Mechanisms Underlying the Clinical Progression of MS and EAE

Principal Investigator: Rhonda Voskuhl

The neuroimaging and neuropathology of the clinical progression in disability in Multiple Sclerosis (MS) and Experimental Autoimmune Encephalomyelitis (EAE) will be examined for causal associations using longitudinal studies. Focus will be placed on abnormalities in white and gray matter anterograde and retrograde to inflammatory lesions. In essence, we will focus “beyond the lesion”. Firstly, we will determine the rate of structural change in white and gray matter as measured by MRI in RRMS patients either unlikely (early RRMS) or likely (late RRMS) to transition to SPMS. Secondly, we will determine the rate of structural change in white and gray matter as measured by MRI in mice during early, middle and late stages of EAE. Thirdly, we will determine the anterograde and retrograde effects of EAE induced axonal injury during early, middle and late stages of EAE. Finally, we will then integrate data from all categories.

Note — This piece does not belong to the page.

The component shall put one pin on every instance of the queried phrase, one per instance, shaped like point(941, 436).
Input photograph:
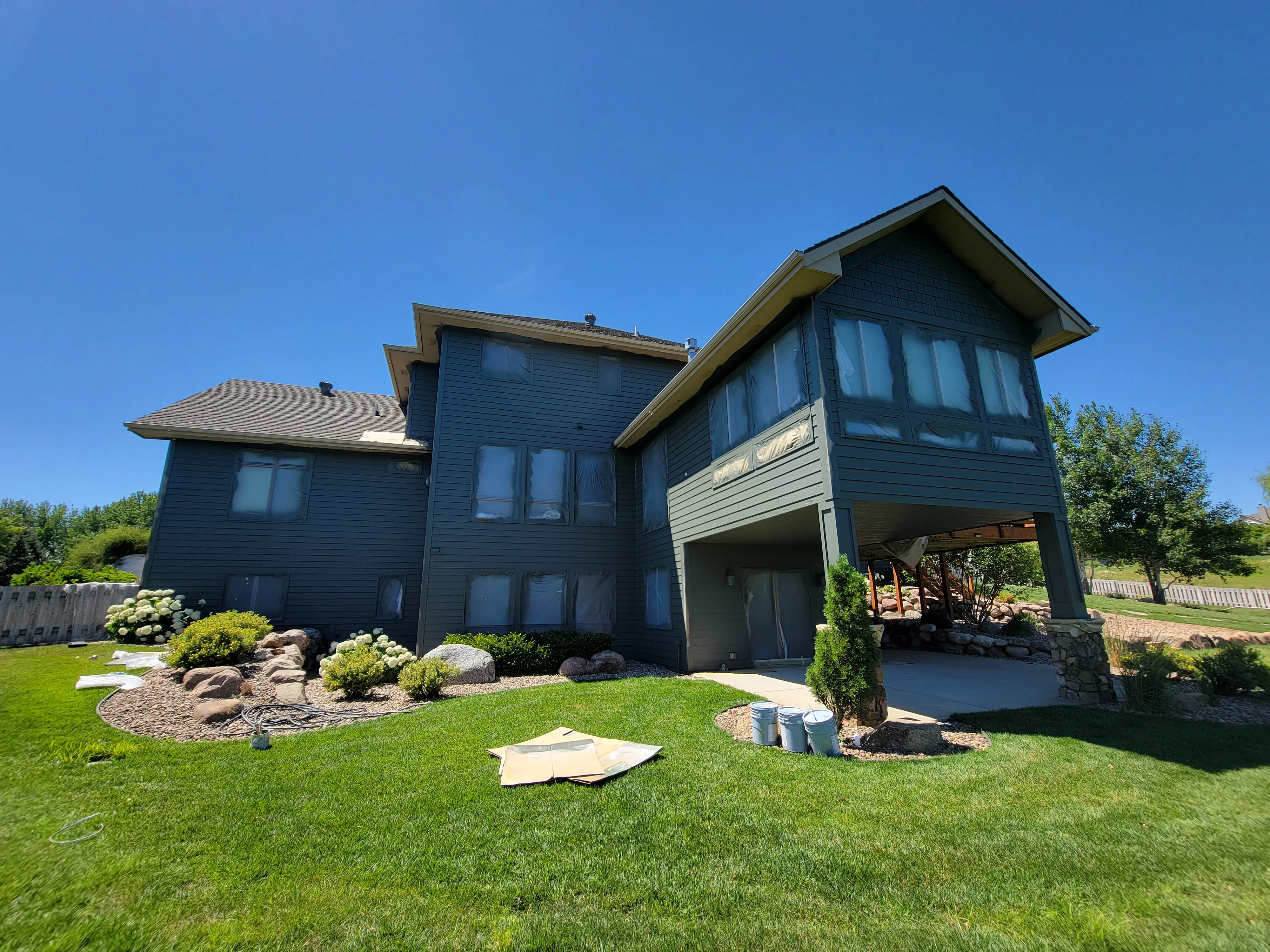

Genetic Influences on Brain Structure in Schizophrenia

Principal Investigator: Tyrone Cannon

This project focuses on the development of new computational tools at the intersection of neuroimaging and genetics and the application of these tools to the inheritance and expression of a complexly-determined neuropsychiatric phenotype, schizophrenia. The project incorporates the 3-dimensional probabilistic brain atlas framework fundamental to all of the computational neuroscience applications at the Center for Computational Biology, but extends this backbone in novel ways to incorporate modeling of the genetic and non-genetic determinants of variability in regional brain structure and function, as well as the contributions of specific DNA polymorphisms to these traits, on a voxel basis. In integrating this study, we aim both to drive the development of new computational algorithms for testing genetic hypotheses in relation to neuroimaging-based phenotypes, and to leverage these new tools into novel discoveries concerning the genetic architecture and pathophysiology of schizophrenia.